Some students are from families that aren’t in the United States legally, and they need help navigating the complicated immigration process. “I am not an expert for sure,” he says, “but I can get them in touch with the right folks and help by providing review of documents and provide rides when needed to meetings.”
‘Where We Go One, We Go All’
Ask anyone who works with Hinerman, they’ll recite his motto:
“Where we go one, we go all.”
It comes from an inspirational phrase engraved on a bell in the Jeff Bridges movie White Squall (1996), in which Bridges plays the captain of a yacht leading a group of young men on an educational cruise around the Caribbean and finds himself and the inexperienced crew tested by a freak storm.
“It inspired me and reminded me of the importance of having a passion in life and then going after that passion with all our being and inspire as many others along the way to join in on this passion,” Hinerman says. “My passion is the yellow school bus and I believe that we should all encourage others to be yellow school bus champions.”
He serves on a writing committee for the National Congress for School Transportation. He speaks at conferences to promote the school bus industry, including a session on defensive driving techniques for the Tennessee Association for Pupil Transportation.
He involves himself in local and state school meetings and often finds himself pitching the value of the school bus. By devoting his own time and energy, he says, people may be more inclined to help, especially when sharing the good, the bad, the strengths, the weaknesses of a given program.
“I see so many supervisors get frustrated about how local decisionmakers overlook them during budget time and I find that most are only coming to work and not willing to do any extra to help change the narrative,” Hinerman says. The motto, he says, “reminds me that we are all in this together, and transportation teams lean heavily on each other to accomplish the daily task of providing safe and efficient transportation services to our students.”
Departments like his in Robertson County provides a gateway for students and, if struggling, it can directly affect student achievement. To his mind, student transportation services are much more complex than just shuttling children to and from school.

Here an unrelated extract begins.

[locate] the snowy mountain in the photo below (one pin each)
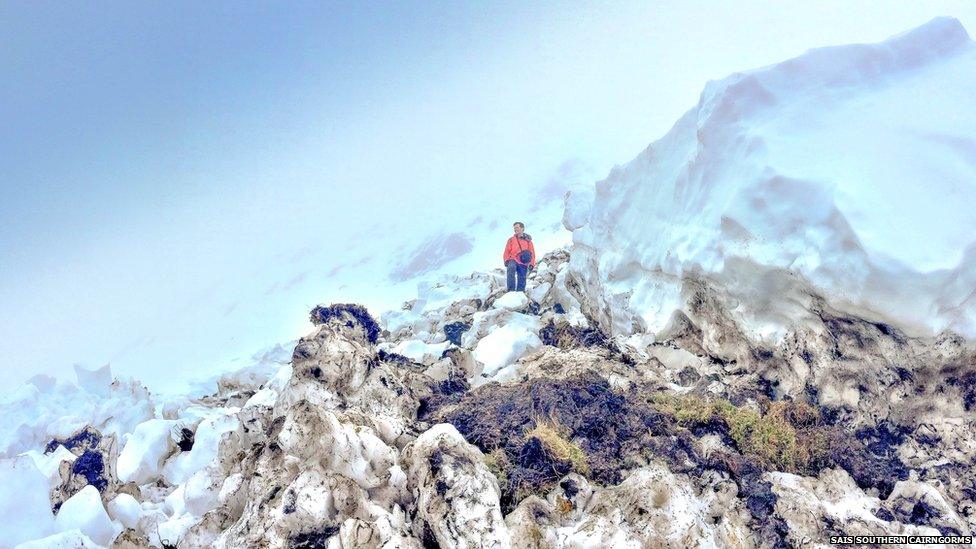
(851, 168)
(740, 348)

Said Teresa Leavitt, supervisor of student services for Robertson County Schools: “As a servant leader, Mr. Hinerman strives to develop trusting relationships with his staff by ‘walking the talk’ and modeling appropriate responses during interactions with co-workers, students, and parents. Expectations are clearly articulated to staff, and he leads by example. Mr. Hinerman does not ask anything of his staff that he does not do himself, and he strives to assist others through his role.”

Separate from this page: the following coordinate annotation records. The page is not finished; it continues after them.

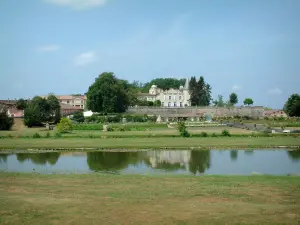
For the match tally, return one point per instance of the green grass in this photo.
(134, 199)
(142, 143)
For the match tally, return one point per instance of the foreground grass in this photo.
(110, 199)
(143, 143)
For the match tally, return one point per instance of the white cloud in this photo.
(48, 48)
(236, 87)
(85, 58)
(78, 4)
(275, 91)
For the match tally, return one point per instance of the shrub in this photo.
(110, 129)
(225, 133)
(86, 126)
(58, 135)
(65, 125)
(48, 135)
(78, 117)
(6, 122)
(203, 134)
(182, 129)
(36, 135)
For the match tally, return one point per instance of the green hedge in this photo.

Shortages Amid Difficult Times
Like many school districts across the United States, Robertson County copes with a shortage of school bus drivers for the required routes traveled by the district’s 7,000 students.
“We have had to lean on each other more than ever to ensure we are providing transportation services to our students,” Hinerman says. “I am thankful that we are a large family in transportation. We have all gone above and beyond during these difficult times. I admit that many are growing tired. I remind the team often that we must not become weary in well doing. We do this work for the sake of our children.”
The district has given bonuses to recognize those efforts, to make sure that employees know the work hadn’t gone unnoticed.
Hinerman seeks the best professionals for his team, embraces diversity of thought, and puts value on voice and expression of thought so the team – and the industry at large – might evolve and succeed.